Jean-Baptiste Gaffory indique lui ne pas avoir reçu le moindre centime, "juste un peu de shit (sic)" : 100g de cannabis "de mauvaise qualité". "C’est ce qui était prévu ?", s’étonne le président. "On m’avait fait miroiter beaucoup plus d’argent." "Comment expliquez-vous d’avoir été aussi mal traité ?", insiste le magistrat. "Parce que je suis un guignol, c’est tout !", s'exclame l’accusé.
André Gagliano, interrogé, continue de son côté de nier l'ensemble des accusations à son encontre. "Je ne sais pas si je dois le dire en pleurant ou en étant catégorique, mais je n'y étais pas. Je ne peux pas vous aider. Je découvre en même temps que vous des choses dans ces débats."
La mise au point des parties civiles
Outre la poursuite des interrogatoires des accusés, et au lendemain du récit des faits tenu par les accusés, les parties civiles ont également eu la possibilité de revenir, face à la cour, sur les points de discordances entre les déclarations entendues, et ce qu’ils affirment avoir vécu.
Un épisode engage un long débat : celui survenu juste avant le départ des cambrioleurs du domicile, et après la découverte des enveloppes dans le bureau de Jean-Pierre Romani.
Le septuagénaire se trouve alors au sol, les mains attachées par des serflex, et en dessous des poutres dans lequel a été trouvé une partie de l’argent.
Jean-Pierre Romani a-t-il volontairement été aspergé d’acétone ?
Jean-Pierre Romani, revenu à la barre, affirme avoir été aspergé d’une grande dose d’acétone, liquide qui est par ailleurs rentré dans sa bouche, lui endommageant les cordes vocales. Une déclaration en directe contradiction avec celle de Jean-Baptiste Gaffory, l’un des accusés, la veille, qui indiquait avoir uniquement utilisé le produit sur la poutre pour effacer ses empreintes et sur les lieux alentours, sans jamais viser la victime.
Le détail a son importance : car à cet instant, Jean-Pierre Romani en était convaincu, on allait "lui mettre le feu". Une crainte qui rajoute à l'horreur vécue par la victime.
"Si je peux me permettre, je n’ai jamais voulu… Je n’ai pas fait exprès de vous asperger, monsieur Romani", sanglote le jeune homme, assis directement sur la chaise à côté de la barre des témoins.
À ce moment-là, moi, j’étais au sol, je t’ai dit « Chì fate ? Qu’est-ce-que tu fais ? », et là, j’ai été aspergé.
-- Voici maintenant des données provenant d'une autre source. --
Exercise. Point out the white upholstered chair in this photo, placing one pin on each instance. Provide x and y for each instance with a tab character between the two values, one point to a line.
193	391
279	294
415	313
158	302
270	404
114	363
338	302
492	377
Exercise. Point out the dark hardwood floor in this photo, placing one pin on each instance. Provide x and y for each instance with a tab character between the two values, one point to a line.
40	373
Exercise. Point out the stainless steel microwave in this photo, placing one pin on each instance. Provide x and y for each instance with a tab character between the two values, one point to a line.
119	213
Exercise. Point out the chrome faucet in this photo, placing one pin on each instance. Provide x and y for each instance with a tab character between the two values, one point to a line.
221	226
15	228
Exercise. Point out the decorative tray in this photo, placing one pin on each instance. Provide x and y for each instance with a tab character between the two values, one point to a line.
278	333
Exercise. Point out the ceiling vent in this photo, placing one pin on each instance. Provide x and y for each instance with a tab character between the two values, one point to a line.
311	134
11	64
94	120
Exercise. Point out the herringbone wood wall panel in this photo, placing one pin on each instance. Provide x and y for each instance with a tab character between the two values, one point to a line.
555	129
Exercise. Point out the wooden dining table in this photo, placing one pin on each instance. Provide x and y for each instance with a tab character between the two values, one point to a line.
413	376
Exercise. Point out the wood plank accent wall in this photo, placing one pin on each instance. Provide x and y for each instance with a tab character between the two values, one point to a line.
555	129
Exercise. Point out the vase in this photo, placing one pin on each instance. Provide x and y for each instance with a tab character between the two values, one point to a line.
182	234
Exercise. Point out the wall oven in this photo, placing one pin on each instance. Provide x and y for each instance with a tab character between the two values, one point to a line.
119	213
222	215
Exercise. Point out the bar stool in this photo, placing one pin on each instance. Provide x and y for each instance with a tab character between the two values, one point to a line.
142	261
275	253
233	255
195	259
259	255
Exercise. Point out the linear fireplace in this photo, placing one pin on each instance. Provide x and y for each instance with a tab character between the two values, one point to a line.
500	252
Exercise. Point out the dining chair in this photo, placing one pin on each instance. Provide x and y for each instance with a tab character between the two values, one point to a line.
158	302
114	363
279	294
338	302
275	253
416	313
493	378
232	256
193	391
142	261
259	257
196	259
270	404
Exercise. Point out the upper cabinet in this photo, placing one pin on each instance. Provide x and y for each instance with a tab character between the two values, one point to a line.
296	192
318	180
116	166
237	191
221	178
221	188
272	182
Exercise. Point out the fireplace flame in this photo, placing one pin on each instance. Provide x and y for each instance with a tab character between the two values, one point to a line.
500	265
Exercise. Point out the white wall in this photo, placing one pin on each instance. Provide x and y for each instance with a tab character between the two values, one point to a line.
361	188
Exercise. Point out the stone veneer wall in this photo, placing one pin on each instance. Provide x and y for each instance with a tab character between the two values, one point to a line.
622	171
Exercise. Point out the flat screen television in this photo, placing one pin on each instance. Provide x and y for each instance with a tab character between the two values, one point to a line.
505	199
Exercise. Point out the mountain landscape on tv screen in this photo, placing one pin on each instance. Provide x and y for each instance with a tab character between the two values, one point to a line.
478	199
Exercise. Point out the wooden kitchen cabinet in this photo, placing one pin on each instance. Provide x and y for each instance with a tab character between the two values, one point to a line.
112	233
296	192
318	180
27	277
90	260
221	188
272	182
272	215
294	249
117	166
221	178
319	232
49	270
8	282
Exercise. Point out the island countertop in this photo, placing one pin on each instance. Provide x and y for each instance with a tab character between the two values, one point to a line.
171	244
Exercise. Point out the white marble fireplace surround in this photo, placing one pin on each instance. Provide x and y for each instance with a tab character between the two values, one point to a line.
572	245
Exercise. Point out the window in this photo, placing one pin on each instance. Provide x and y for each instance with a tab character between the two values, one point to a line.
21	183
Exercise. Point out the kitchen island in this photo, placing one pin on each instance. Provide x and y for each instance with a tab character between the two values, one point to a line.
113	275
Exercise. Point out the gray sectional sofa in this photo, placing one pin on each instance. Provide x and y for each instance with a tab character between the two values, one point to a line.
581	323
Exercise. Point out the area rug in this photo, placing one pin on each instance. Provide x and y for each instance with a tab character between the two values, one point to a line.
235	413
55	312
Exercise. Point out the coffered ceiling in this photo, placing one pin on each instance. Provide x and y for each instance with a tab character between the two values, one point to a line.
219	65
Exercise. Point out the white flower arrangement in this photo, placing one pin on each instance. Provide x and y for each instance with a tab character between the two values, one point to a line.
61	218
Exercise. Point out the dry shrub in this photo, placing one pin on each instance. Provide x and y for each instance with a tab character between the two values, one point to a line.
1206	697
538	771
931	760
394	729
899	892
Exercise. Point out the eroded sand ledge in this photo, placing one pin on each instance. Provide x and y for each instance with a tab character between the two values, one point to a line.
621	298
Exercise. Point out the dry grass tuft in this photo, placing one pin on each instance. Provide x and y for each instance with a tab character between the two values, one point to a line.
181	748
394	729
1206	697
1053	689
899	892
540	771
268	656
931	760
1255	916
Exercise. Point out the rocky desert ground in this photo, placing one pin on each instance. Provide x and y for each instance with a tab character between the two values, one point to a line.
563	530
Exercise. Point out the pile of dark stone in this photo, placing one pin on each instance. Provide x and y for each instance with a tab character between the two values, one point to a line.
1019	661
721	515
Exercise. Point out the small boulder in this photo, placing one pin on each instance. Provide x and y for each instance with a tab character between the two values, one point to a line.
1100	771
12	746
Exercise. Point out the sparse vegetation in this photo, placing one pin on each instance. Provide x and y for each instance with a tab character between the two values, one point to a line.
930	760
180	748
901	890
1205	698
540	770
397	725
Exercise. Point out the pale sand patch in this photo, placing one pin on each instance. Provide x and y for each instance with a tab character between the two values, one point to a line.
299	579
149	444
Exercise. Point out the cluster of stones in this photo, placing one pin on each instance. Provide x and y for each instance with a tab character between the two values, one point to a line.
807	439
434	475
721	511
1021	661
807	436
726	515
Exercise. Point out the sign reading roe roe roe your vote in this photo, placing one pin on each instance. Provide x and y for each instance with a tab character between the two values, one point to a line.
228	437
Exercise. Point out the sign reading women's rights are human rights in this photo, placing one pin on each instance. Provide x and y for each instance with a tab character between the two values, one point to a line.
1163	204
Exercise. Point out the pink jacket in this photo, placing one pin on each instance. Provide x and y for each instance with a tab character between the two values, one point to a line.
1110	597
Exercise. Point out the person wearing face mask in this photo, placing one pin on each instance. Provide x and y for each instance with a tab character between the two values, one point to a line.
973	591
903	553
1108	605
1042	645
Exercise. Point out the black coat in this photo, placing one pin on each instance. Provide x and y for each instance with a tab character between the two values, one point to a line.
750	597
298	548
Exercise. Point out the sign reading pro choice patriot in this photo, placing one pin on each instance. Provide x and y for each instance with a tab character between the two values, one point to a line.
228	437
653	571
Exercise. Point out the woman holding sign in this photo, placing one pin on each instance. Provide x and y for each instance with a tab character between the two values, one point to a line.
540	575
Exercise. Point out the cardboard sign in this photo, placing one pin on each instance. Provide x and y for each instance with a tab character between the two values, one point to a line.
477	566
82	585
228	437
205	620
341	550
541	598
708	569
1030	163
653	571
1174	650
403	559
"Allez, allez", murmure Jean-Pierre Romani, qui tend la main vers Jean-Baptiste Gaffory, comme pour le consoler, avant de la rétracter sans l’avoir touché. "À ce moment-là, moi, j’étais au sol, je t’ai dit « Chì fate ? Qu’est-ce-que tu fais ? », et là, j’ai été aspergé. J’en ai même avalé, regarde, tu vois je parle encore mal à cause de ça maintenant."
Là encore, Jean-Baptiste Gaffory insiste : il n’a jamais sciemment tenté d’asperger la victime du produit. Une réponse qui peine à convaincre les parties civiles.
Les coups et les gifles
Autre point de désaccord : les coups et les gifles que Jean-Pierre Romani se souvient avoir reçu, à l’entrée de sa maison. Si Maxime D’Oriano a reconnu les "deux ou trois" coups de pied assenés à la victime lorsqu’elle se trouvait dans le bureau, à l’étage, aucun des accusés n’a admis avoir frappé Jean-Pierre Romani à aucun autre moment.
Jean-Baptiste Gaffory et Anthony Rutily, chargé de "prendre en compte" le septuagénaire a leur arrivé sur les lieux, ont préféré parler d’une chute accidentelle. Une version fermement niée par la victime.
Le fusil disparu
Troisième sujet de discorde : la mystérieuse disparition du fusil des Romani, placé dans la chambre à coucher, et devenu introuvable selon les victimes des suites du cambriolage. Les quatre accusés reconnaissant les faits insistent : ils n’ont ni volé, ni même vu l’arme à feu en question.
Des divergences et flous que le procès devra, dès sa reprise lundi 6 décembre, s’atteler à éclaircir.
Le procès d’assises est prévu pour se tenir jusqu’au mercredi 8 décembre.